A posteriori, nous considérons que certains résultats sont plutôt consolidés et méritent une recommandation de mise en œuvre : l’emploi du corpus théologique islamique pour légitimer l’utilisation, dans un second temps, d’outils susceptibles sinon d’être rejetés, fait sens et s’avère particulièrement « déployable » sur une population de bénéficiaires qui n’ont souvent de l’islam qu’une connaissance ultra applicative (justification de la violence et gestion morale des faits quotidiens entre halal et haram, le pur et l’impur), et de la langue arabe – une pratique lacunaire voire limitée à quelques formules bien senties, mais mal prononcées. Le djihadisme francophone est aussi une hybridité linguistique .

Par extrapolation, nous considérons que cette démarche est facilement reproductible, y compris en se fondant sur d’autres corpus doctrinaires que le djihadisme, par exemple pour les formes violentes ultragauchistes et ultradroitistes ou possiblement pour d’autres formes de fondamentalismes religieux violents.

En revanche, elle n’est peut-être pas à mettre entre toutes les mains, dans la mesure où aller pragmatiquement « sur le terrain » religieux islamique, pour ramener les bénéficiaires sur un terrain légal et pacifique n’est pas sans périls pour des intervenants peut-être non ou mal formés.

En fin de compte, la question des évaluations individuelles et groupales est évidemment apparue dès la préparation du programme, en aval de l’intervention en détention, comme une phase primordiale. Nous avons fait une méta-analyse des divers outils actuariels ou semi-actuariels d’évaluation, certains d’essence criminologique, d’autres plus psychologiques, certains génériques, d’autres encore axés sur la violence (HCR-20V3 (trop général), Violence Risk Appraisal Guide (VRAG), VERA 2-R), etc.
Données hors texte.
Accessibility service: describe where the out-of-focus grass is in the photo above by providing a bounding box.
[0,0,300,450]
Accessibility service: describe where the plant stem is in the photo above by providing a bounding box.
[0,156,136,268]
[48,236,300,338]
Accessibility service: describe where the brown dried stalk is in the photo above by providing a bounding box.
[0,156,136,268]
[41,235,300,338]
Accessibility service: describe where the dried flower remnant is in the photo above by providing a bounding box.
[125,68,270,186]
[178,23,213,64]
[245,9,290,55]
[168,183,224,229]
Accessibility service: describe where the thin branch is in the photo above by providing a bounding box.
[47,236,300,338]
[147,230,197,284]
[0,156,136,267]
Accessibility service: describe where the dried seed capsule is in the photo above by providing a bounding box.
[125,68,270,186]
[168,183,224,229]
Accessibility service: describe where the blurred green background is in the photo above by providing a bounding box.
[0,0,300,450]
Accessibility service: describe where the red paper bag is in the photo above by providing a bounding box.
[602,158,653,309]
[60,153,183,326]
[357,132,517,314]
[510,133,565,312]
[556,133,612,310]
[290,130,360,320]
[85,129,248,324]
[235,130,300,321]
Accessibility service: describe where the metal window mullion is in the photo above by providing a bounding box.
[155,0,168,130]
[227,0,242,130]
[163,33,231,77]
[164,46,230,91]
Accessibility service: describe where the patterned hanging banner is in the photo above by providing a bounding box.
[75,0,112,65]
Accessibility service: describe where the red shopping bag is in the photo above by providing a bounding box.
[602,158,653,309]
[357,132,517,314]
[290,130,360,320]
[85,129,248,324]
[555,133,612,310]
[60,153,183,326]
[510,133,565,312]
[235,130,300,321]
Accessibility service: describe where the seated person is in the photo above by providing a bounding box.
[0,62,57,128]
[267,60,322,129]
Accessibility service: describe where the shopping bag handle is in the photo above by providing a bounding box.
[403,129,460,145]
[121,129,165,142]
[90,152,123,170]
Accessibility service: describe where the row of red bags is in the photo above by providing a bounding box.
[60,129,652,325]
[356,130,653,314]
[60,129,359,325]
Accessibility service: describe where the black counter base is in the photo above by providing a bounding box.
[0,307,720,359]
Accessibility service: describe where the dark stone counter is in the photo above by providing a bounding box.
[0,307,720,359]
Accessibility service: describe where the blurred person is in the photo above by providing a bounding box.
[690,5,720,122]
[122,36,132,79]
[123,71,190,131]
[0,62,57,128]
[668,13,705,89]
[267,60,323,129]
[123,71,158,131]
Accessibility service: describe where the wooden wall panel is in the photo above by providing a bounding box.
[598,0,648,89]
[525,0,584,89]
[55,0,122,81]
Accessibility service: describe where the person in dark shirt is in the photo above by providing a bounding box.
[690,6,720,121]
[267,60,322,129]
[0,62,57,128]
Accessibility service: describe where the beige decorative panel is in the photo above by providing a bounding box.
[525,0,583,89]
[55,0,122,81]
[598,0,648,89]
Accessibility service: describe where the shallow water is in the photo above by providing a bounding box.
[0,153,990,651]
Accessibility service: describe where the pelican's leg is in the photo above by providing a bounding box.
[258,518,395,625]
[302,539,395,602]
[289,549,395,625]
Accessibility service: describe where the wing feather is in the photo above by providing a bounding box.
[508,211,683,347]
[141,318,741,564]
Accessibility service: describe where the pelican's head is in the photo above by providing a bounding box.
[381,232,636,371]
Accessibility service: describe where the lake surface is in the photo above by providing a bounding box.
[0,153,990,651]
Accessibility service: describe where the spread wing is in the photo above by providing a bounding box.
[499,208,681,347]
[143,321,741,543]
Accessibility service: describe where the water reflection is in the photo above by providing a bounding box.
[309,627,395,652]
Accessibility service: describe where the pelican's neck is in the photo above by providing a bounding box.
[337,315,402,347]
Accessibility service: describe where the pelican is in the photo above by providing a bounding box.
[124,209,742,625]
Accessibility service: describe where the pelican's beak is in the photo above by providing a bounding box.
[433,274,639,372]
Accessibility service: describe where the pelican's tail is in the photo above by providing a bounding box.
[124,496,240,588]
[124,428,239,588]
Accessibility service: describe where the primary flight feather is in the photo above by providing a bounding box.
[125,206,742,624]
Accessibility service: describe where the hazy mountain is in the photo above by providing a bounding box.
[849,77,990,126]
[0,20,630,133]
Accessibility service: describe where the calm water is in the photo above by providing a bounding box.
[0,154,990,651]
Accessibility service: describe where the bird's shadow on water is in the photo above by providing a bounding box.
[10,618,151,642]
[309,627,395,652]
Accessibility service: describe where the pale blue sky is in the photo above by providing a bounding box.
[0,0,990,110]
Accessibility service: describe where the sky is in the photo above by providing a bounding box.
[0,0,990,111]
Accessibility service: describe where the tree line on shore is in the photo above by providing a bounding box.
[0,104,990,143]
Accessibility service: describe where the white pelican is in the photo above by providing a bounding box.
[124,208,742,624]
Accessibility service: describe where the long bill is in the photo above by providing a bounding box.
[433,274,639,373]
À l’usage, nous avons adopté secondairement VERA 2-R mais en avons identifié les fortes limites (description statique avec évaluation à l’instant t, marge d’incertitude, non-étayage empirique, etc.). Au final, les évaluations ont été multi-variables (variables comportementales, socio-professionnelles, perspective de récidive, sécurité) et multi-instrumentales (VERA 2-R, évaluations cliniques, outil d’évaluation du travail social), y compris la prise en considération des détenus bénéficiaires par le moyen des questionnaires d’appréciation anonyme. Nous reviendrons sur cet aspect décisif de l’évaluation dans un article à venir, tout en soulignant par exemple que les relations entre personnels surveillants et détenus sont aussi parfois (souvent ?) une source de mauvaise perception ou de biais dont il faut tenir compte.